James B. Conant (2000:25), seorang ilmuwan bekebangsaan Amerika mendefinisikan
sains adalah serangkaian skema konsep-konsep dan konseptual yang telah dikembangkan sebagai
suatu hasil eksperimen dan pengamatan yang mendorong dilakukannya eksperimen dan
pengamatan lebih lanjut. Seperti halnya definisi pertama, definisi kedua pun menekankan bukan
hanya pada produk sains tetapi juga pada proses sains yaitu eksperimen dan pengamatan sebagai
suatu bentuk metode ilmiah yang juga di dalamnya terkandung sikap ilmiah. Produk sains yang
telah ditemukan mendorong untuk dilakukan eksperimen dan pengamatan lebih lanjut sehingga
memungkingkan berkembangnya metode ilmiah, sikap ilmiah, dan produk sains itu sendiri.
Istilah proses atau metode, pengamatan (observasi), dan sistematik yang digunakan dalam
difinisi sains menunjukkan adanya sifat dinamik dari sains baik dalam prinsip maupun praktik.
Implikasi yang penting dari definisi sains ini adalah: (1) Sains merupakan hasil dari aktivitas
manusia melalui proses sistematik yang disebut metode ilmiah yang didasari oleh sikap ilmiah;
(2) Sains memiliki otoritas yaitu observasi. Oleh karena itu, sains memiliki keterbatasan, segala
yang ada di luar jangkauan indra manusia sebagai alat observasi berada di luar batas sains.
Berdasarkan kajian terhadap dua pendapat di atas, dapat disimpulkan bahwa sains pada
hakikatnya meliputi tiga unsur, yaitu:
1. Sikap : Keyakinan, nilai, pendapat, dan aspek afeksi lainnya yang melekat pada diri
individu yang aktualisasinya ditunjukkan oleh caranya dalam berpikir, bersikap, dan
bertindak.. Misalnya tidak tergesa-gesa menyimpulkan tanpa didukung oleh data yang
cukup dalam memecahkan masalah.
2. Proses atau metode : Proses penyeledikan yang dilakukan untuk memecahkan masalah.
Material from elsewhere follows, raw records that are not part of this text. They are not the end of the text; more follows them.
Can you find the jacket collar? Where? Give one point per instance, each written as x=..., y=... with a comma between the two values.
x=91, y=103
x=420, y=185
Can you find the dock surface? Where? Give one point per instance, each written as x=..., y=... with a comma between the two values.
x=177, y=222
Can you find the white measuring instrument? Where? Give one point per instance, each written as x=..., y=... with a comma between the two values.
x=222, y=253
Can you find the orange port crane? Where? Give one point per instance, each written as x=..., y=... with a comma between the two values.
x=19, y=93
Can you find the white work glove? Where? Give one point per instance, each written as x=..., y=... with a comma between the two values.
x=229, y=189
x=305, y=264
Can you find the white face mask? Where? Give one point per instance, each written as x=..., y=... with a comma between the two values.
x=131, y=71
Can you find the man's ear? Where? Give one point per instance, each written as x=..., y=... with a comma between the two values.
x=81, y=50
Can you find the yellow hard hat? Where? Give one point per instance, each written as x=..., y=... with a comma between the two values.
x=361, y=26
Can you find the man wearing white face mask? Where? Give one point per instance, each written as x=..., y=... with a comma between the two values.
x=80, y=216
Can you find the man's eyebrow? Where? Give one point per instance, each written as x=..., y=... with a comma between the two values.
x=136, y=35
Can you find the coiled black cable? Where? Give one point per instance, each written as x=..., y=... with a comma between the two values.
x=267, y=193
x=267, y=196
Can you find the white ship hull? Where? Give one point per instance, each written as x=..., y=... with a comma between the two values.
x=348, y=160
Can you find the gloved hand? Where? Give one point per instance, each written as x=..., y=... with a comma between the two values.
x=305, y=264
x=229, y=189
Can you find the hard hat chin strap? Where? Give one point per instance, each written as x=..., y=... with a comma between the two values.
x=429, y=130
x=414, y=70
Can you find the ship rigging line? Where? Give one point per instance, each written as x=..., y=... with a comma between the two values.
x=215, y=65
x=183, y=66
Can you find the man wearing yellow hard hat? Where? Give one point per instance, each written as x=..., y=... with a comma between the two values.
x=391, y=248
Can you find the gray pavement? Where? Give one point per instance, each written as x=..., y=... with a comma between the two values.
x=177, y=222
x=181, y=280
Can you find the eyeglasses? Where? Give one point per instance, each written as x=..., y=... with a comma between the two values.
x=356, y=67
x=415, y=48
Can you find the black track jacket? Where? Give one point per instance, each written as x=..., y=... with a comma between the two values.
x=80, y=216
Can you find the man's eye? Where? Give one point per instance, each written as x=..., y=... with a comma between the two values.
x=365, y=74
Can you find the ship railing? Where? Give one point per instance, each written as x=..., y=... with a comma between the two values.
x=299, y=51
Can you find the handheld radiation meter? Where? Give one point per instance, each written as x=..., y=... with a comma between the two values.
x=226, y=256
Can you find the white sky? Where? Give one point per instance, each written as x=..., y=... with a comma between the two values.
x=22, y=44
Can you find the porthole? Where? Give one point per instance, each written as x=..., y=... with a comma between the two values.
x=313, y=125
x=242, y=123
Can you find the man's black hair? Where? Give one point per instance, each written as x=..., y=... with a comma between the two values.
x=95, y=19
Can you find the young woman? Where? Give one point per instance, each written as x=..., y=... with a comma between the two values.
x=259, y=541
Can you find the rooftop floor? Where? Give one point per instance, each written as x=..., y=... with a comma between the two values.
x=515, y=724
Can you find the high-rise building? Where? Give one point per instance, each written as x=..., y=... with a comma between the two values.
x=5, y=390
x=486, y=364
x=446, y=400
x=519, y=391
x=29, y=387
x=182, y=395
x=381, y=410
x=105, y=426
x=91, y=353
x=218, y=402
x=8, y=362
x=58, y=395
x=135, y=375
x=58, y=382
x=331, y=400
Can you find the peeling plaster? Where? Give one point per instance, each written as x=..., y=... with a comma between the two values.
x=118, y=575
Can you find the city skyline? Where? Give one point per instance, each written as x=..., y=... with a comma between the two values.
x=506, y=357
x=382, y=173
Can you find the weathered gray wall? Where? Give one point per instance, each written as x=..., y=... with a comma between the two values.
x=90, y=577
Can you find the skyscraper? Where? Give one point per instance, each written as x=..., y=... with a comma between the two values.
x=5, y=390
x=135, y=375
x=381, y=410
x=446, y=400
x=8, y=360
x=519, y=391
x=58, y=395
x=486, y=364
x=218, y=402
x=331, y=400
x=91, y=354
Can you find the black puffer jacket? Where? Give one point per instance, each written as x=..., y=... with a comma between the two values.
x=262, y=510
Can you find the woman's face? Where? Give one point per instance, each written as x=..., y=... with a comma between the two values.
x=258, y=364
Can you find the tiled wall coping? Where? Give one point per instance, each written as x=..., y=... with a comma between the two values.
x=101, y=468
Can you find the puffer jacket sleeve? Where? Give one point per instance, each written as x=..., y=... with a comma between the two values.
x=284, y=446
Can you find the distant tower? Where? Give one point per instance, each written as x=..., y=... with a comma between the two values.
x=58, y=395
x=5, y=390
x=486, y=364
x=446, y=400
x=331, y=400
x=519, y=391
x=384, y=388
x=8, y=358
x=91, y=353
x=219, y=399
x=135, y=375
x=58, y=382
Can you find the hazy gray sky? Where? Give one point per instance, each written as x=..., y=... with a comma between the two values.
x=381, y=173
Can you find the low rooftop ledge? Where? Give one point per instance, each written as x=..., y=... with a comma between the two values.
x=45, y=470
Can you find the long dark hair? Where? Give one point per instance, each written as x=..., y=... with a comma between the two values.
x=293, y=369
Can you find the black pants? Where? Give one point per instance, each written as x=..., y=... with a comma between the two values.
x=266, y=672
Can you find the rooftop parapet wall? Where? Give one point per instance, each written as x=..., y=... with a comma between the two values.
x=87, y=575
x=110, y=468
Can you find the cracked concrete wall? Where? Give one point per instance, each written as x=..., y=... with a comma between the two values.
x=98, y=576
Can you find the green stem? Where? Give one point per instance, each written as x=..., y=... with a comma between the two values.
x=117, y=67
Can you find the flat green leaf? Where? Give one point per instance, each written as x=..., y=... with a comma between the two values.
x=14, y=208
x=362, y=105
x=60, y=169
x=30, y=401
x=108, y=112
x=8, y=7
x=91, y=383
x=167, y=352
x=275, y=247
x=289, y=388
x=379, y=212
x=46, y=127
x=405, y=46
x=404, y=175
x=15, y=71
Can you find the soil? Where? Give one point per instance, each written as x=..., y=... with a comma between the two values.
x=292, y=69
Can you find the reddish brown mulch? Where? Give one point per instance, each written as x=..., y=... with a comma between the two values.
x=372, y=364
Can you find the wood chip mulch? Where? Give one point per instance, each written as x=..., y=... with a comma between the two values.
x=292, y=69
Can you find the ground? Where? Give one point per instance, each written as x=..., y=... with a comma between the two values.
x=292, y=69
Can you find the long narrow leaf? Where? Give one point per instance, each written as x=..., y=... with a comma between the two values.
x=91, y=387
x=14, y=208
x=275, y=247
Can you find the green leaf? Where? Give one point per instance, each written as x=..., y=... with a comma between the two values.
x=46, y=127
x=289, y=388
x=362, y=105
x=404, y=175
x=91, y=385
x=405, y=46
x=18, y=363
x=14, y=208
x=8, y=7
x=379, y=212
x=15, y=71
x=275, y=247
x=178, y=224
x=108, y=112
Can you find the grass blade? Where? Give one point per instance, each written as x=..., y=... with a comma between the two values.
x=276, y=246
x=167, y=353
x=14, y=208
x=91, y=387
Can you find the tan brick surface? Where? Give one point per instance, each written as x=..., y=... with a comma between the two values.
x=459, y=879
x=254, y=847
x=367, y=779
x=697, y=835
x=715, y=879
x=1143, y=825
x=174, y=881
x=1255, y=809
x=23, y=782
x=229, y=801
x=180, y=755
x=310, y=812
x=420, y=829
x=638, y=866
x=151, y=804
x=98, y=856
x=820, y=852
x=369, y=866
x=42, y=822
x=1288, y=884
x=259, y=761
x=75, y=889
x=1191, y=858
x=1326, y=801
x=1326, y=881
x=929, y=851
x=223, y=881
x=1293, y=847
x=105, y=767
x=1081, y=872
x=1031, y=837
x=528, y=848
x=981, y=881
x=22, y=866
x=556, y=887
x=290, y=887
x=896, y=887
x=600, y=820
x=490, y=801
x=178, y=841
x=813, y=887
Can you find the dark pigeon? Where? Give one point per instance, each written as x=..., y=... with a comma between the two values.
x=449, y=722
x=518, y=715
Misalnya merumuskan hipotesis, merancang dan melakukan eksperimen, mengevaluasi
data, mengukur dan lain sebagainya.
3. Produk : Fakta-fata, prinsip-prinsip, hukum-hukum, teori-teori, dan lain sebagainya
sebagai kesimpulan dari serangkaian hasil proses ilmiah. Misalnya prinsip ilmiah :
Logam akan memuai jika dipanaskan.
Pengembangan pembelajaran sains bagi anak usia dini, harus memiliki arah dan tujuan
yang jelas, karena dengan tujuan yang jelas akan dapat dijadikan standar dalam menentukan
tingkat ketercapaian dan keberhasilan suatu tujuan pembelajaran yang dikembangkan dan
dilaksanakan. Suatu tujuan yang dianggap terstandar dan memiliki karakteristik yang ideal,
apabila tujuan yang dirumuskan memiliki tingkat ketepatan (validity), kebermaknaan
(meaningfulness), fungsional dan relevansi yang tinggi dengan kebutuhan serta karakteristik
sasaran. Mengingat pentingnya tujuan pembelajaran mempunyai keterukuran yang memadai,
artinya tujuan pembelajaran yang dikembangkan harus dapat diukur dengan mudah, sederhana
dan praktis. Prasyarat keterukuran suatu program menjadi suatu keharusan apabila pembelajaran
sains dipandang sebagai suatu proses yang dinamis, terus menerus, berkesinambungan dan
terintgrasi. Hasil pengukuran tersebut dapat menjadi umpan balik bagi perbaikan programprogram berikutnya.